Cleansing the Causeway | History Today - 2 minutes read
The death of James IV at Flodden in September 1513 was a catastrophe for Scotland. He left behind a one-year-old son on the throne, and, as regent, his queen Margaret Tudor, sister of Henry VIII.
Within a year, Margaret married Archibald Douglas, the Earl of Angus. The king’s council appointed a new regent: French-born John Stewart, Duke of Albany and heir to the throne. But Albany returned to France in 1517. The council was dominated by James Hamilton, Earl of Arran, third in line to the throne. He and Angus vied for supremacy.
Things came to a head at the end of April 1520. The capital was in Arran’s hands. Angus approached with some 400 men seeking access to Margaret in Edinburgh Castle.
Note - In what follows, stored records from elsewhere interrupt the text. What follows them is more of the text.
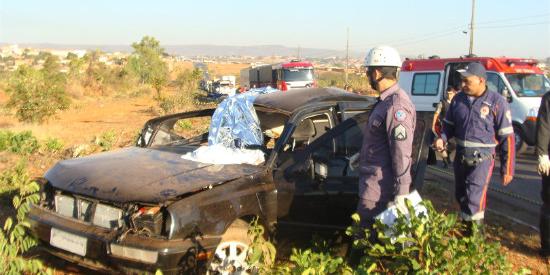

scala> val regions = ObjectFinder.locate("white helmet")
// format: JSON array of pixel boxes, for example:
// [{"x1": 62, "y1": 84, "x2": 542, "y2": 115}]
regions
[{"x1": 364, "y1": 46, "x2": 402, "y2": 68}]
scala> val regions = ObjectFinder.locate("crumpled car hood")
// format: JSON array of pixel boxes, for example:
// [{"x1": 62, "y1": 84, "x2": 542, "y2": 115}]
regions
[{"x1": 45, "y1": 147, "x2": 264, "y2": 203}]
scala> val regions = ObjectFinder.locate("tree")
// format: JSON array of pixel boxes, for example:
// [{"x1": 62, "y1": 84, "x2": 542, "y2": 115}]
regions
[
  {"x1": 175, "y1": 68, "x2": 202, "y2": 92},
  {"x1": 126, "y1": 36, "x2": 168, "y2": 98},
  {"x1": 67, "y1": 53, "x2": 84, "y2": 78},
  {"x1": 6, "y1": 65, "x2": 70, "y2": 123}
]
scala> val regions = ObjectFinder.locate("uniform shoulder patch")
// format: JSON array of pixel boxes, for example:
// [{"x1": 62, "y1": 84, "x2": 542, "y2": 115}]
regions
[
  {"x1": 394, "y1": 109, "x2": 407, "y2": 122},
  {"x1": 392, "y1": 124, "x2": 407, "y2": 141}
]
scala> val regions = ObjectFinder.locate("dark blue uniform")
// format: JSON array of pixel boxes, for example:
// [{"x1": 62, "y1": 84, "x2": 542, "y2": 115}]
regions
[
  {"x1": 357, "y1": 84, "x2": 416, "y2": 225},
  {"x1": 442, "y1": 89, "x2": 515, "y2": 220}
]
Arran planned to seize him; Angus arrayed his men for battle at the Netherbow gate.
Angus’ uncle, Gavin Douglas, bishop of Dunkeld – who thought his nephew a ‘young wytless fuyll’ – tried to mediate. He approached James Beaton, archbishop of Glasgow – and uncle of Arran’s wife – who was in the Blackfriars. According to the chronicler Robert Lindsay of Pitscottie, Beaton denied any knowledge of the stand off, thumping his chest for dramatic effect. Unfortunately, the gesture meant that Douglas heard the sound of plated-metal armour beneath the archbishop’s robes.
Sir Patrick Hamilton, Arran’s half-brother, was goaded into leading the charge by Arran’s illegitimate son, Sir James Hamilton – ‘ewer thristand for blude’, Pitscottie says. Sir Patrick roared up Blackfriars Wynd towards the Netherbow; he was one of the first to fall. Angus’ men fought back, killing Arran’s soldiers as they leapt from the alleyways, forcing those behind back until they fell over one another trying to outrun the slaughter.
Beaton fled to the Blackfriars. He was dragged out from behind the altar and stripped; Gavin Douglas stepped in and saved his life. But Arran and his son scrambled to the marshes to the north of the city.
In the Scots of the day the stramash was remembered as ‘clenze calsay’ – cleanse the causeway – the phrase they used for clearing the streets of filth.